La tâche de la philosophie de la photographie est
d’interroger les photographes sur la liberté, d’examiner
au plus près leur pratique en quête de liberté.
Vilém Flusser1
Journal parisien est un projet de livre qui a pu être réalisé grâce à
mes nombreux déplacements entre Paris et la Grèce. En effet je me suis
trouvé pour la première fois à Paris en 1982 après avoir terminé mes
études d’ingénieur à la prestigieuse école Polytechnique de
Thessalonique, ma ville natale. Durant mes études j’avais compris que je
n’étais pas fait pour le métier d’ingénieur et j’étais en train de chercher
une autre voie. Je voulais faire autre chose sans savoir ce que je voulais
exactement. Quant je suis arrivé a Paris j’étais donc dans une situation
critique : je devrais décider si je voulais faire carrière en tant qu’ingénieur
ou bien si j’allais me consacrer à l’art et plus spécifiquement à la
photographie
Le séjour parisien a été décisif dans la mesure où il m’a permis de
voir plus clair et d’approfondir les questions qui étaient les miennes :
« Qu’est-ce que l’art ? Qu’est-ce qu’être artiste ? Pourrais-je être artiste
moi-même ? » Avec le recul et la distance, j’avais compris que ces
questions me fascinaient plus que la construction d’un pont ou d’un
building. Le questionnement artistique m’attirait plus que la carrière
d’ingénieur.
Journal parisien est donc le résultat de ces interrogations et la
confirmation que j’étais en train de changer de vie. Ce projet a été réalisé
en deux temps, la première fois entre 1988 et 1991, puis la deuxième fois
en 2012. Les photos qui composent ce Journal sont des images
polyphoniques générées par la combinaison des plusieurs photos et textes
qui relatent une triple investigation : l’investigation d’un gnôthi seauton
photographique, l’investigation du médium photographique et de ses
frontières et l’investigation de la ville et de ses habitants que je
découvrais par le biais de l’appareil.
Le centre de l’image représente des Parisiens, hommes et femmes,
selon la tradition classique de la photographie de rue en couleurs. Autour
de la photographie centrale, sont collées des images prises à l’intérieur de
mon logement d’étudiant à Paris, avec tout un désordre qui connote les
1 Vilém Flusser, Pour une philosophie de la photographie, éd. Circé, 1996, p. 87.

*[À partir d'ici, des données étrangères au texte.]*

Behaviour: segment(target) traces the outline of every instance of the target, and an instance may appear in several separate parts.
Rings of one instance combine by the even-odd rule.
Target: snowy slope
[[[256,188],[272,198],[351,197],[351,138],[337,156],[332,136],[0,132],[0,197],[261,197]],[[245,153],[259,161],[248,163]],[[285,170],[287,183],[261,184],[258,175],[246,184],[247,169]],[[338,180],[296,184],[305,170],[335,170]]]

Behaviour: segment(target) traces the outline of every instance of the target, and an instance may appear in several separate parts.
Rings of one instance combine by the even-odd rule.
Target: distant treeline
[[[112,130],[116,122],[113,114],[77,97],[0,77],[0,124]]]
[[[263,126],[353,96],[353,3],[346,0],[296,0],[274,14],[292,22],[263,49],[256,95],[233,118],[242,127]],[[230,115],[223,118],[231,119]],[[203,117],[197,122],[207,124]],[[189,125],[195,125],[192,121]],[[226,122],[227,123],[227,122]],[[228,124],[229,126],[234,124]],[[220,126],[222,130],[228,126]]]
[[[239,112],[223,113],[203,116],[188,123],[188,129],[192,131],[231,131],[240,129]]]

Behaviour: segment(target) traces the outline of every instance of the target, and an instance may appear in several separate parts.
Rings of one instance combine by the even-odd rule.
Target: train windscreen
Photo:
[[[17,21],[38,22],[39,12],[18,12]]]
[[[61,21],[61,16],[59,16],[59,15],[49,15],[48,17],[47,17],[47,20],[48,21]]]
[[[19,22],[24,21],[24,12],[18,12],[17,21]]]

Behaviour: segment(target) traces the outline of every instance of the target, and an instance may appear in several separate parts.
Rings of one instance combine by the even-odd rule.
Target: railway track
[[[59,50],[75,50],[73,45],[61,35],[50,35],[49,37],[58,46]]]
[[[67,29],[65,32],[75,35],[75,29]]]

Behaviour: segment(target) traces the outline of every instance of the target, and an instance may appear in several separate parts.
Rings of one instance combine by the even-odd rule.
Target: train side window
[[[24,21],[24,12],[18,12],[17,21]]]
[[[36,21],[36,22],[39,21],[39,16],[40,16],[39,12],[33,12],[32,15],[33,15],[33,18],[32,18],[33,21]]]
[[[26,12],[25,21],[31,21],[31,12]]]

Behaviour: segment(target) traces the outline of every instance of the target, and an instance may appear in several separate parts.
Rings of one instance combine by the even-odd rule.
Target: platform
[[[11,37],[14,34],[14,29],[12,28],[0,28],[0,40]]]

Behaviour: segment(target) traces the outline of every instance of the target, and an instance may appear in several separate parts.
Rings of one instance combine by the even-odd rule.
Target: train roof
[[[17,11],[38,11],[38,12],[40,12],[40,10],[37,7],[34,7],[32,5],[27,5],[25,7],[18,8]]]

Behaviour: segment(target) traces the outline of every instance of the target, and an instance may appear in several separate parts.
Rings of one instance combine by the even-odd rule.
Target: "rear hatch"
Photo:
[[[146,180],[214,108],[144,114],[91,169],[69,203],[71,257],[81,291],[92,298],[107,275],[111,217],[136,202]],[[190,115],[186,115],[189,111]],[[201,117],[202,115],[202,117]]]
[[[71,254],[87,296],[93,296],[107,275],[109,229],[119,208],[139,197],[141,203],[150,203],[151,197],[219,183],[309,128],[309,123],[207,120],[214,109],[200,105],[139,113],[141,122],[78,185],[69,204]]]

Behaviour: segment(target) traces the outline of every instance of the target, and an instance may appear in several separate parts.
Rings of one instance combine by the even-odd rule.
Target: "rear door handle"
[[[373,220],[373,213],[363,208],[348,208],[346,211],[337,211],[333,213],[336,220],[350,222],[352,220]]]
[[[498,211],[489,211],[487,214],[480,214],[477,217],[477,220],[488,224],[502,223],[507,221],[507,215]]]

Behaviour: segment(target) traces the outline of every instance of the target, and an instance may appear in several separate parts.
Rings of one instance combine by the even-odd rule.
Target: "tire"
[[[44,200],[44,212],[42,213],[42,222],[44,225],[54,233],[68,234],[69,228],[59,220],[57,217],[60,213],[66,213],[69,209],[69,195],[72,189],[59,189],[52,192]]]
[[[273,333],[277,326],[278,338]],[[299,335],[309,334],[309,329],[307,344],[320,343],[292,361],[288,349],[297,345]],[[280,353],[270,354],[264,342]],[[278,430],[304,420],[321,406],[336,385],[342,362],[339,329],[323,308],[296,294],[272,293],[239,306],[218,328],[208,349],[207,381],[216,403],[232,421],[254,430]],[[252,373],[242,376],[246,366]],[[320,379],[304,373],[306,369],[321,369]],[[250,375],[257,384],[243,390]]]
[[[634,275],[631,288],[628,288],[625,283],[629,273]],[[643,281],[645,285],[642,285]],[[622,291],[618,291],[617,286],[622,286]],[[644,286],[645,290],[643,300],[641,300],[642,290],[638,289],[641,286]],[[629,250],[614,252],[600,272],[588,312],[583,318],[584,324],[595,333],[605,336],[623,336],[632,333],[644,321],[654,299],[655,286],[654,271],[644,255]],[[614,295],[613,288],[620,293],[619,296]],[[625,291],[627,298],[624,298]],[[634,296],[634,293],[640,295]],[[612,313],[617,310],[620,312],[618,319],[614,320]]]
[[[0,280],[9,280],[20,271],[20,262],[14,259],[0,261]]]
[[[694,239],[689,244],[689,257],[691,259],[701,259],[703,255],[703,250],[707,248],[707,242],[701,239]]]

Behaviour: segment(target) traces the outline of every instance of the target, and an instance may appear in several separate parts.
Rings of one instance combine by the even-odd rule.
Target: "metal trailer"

difficultés financières de cette vie ; ces images fonctionnent comme un
miroir de ce que j’étais à l’époque, miroir de ma propre vérité d’homme.

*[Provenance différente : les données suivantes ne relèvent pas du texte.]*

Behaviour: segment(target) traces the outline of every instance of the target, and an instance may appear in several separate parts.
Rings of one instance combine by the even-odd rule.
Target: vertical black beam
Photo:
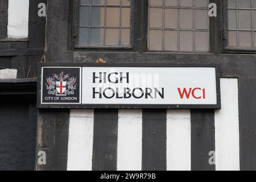
[[[148,1],[135,1],[135,3],[136,49],[143,52],[147,50]]]
[[[38,115],[36,154],[39,151],[46,152],[46,164],[39,164],[36,161],[36,169],[66,170],[69,110],[40,110]]]
[[[256,170],[256,78],[239,79],[240,169]]]
[[[44,32],[46,17],[38,16],[38,5],[43,3],[46,5],[46,0],[30,0],[28,15],[28,42],[30,48],[43,49],[44,47]]]
[[[191,169],[214,171],[210,151],[215,151],[214,111],[191,110]]]
[[[38,118],[38,136],[36,148],[36,170],[54,169],[54,132],[55,114],[52,110],[39,110]],[[38,154],[43,151],[46,154],[46,164],[38,163]]]
[[[115,171],[117,159],[117,109],[95,109],[92,169]]]
[[[221,20],[221,3],[218,0],[209,0],[209,3],[214,3],[217,5],[217,16],[209,17],[209,34],[210,34],[210,52],[219,52],[220,42],[220,22]]]
[[[68,162],[69,110],[55,111],[54,170],[66,171]]]
[[[143,110],[142,170],[166,170],[166,110]]]
[[[45,53],[47,61],[72,62],[68,51],[69,0],[47,1]]]
[[[0,1],[0,38],[6,38],[7,34],[8,0]]]

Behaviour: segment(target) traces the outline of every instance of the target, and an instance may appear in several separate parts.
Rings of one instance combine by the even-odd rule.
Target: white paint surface
[[[91,171],[93,139],[93,110],[71,110],[68,137],[69,171]]]
[[[191,169],[191,130],[189,110],[167,110],[167,171]]]
[[[5,69],[0,70],[0,79],[15,79],[16,78],[16,69]]]
[[[216,169],[240,170],[238,80],[221,78],[220,86],[221,109],[215,111]]]
[[[119,110],[117,169],[142,169],[142,110]]]
[[[28,37],[28,10],[29,0],[9,0],[8,38]]]
[[[96,73],[96,77],[100,77],[100,73],[106,73],[106,80],[105,83],[100,83],[100,78],[93,79],[93,73]],[[110,75],[110,73],[117,73],[116,75]],[[120,81],[121,77],[121,73],[123,73],[122,77],[127,77],[126,73],[129,73],[129,81],[127,79],[124,78],[122,82]],[[102,73],[102,75],[104,75]],[[110,82],[108,79],[110,78]],[[103,76],[101,80],[105,80]],[[82,67],[82,104],[212,104],[215,105],[217,103],[216,100],[216,81],[215,68],[212,67]],[[118,83],[115,83],[116,80]],[[93,82],[95,80],[95,82]],[[118,81],[119,80],[119,81]],[[115,94],[113,97],[107,98],[104,97],[100,98],[100,94],[96,95],[93,98],[93,88],[96,88],[96,92],[100,92],[102,90],[102,93],[105,89],[112,88],[114,90]],[[144,93],[146,92],[146,88],[150,88],[152,90],[152,96],[154,98],[145,98],[144,97],[140,98],[135,98],[131,97],[129,98],[120,98],[124,97],[126,89],[124,88],[129,88],[131,91],[135,88],[141,88],[143,90]],[[203,98],[203,90],[195,89],[200,88],[201,90],[205,90],[205,98]],[[157,88],[160,92],[162,92],[162,88],[164,88],[164,98],[161,98],[156,94],[156,98],[155,97],[155,89]],[[183,92],[183,89],[186,88],[188,93],[189,92],[189,88],[195,92],[191,91],[190,97],[187,98],[185,96],[183,98],[181,98],[179,93],[178,88],[180,88]],[[117,89],[118,91],[117,91]],[[108,89],[106,92],[107,97],[112,97],[113,92]],[[137,97],[142,95],[142,92],[137,90],[135,94]],[[117,96],[117,93],[118,93]],[[195,97],[201,98],[196,99],[192,97],[195,93]],[[119,97],[119,98],[117,98]]]

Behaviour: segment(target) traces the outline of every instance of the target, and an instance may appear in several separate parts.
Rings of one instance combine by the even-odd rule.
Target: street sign
[[[38,107],[220,109],[212,65],[40,64]]]

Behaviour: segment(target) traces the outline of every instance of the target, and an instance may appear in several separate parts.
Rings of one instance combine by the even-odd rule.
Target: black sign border
[[[166,105],[166,104],[46,104],[41,103],[42,89],[42,68],[44,67],[212,67],[215,68],[216,76],[216,97],[217,104],[216,105]],[[221,109],[220,82],[218,75],[218,67],[217,64],[105,64],[105,63],[39,63],[38,64],[38,109]],[[82,69],[81,71],[82,76]],[[82,80],[80,80],[80,99],[82,100]]]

Avec ce dispositif formel je voulais représenter, à même l’image, la
tension entre un dedans et un dehors, interroger les frontières qui séparent
ces deux entités, afin d’ouvrir un dialogue entre eux. Le dedans est
délimité par ce qui se trouve dans le cadre, le dehors par ce qui se trouve
dans le hors-champ. Le dedans représente ce qui est réellement mis en
image dans un espace bidimensionnel, mais il peut aussi être ce qui est
contenu dans une boîte, dans une maison, dans un livre ; il participe aussi
de la vision intérieure. Le dedans relève d’une vision intellectuelle et
spirituelle alors que le dehors relève plutôt d’une vision que l’on pourrait
qualifier de corporelle.
Bien qu’au premier abord quelqu’un pourrait argumenter qu’il n’y a
aucune différence entre dedans et dehors, il y a, en ce qui me concerne,
un véritable schisme entre ces deux hypostases, radicalement différentes.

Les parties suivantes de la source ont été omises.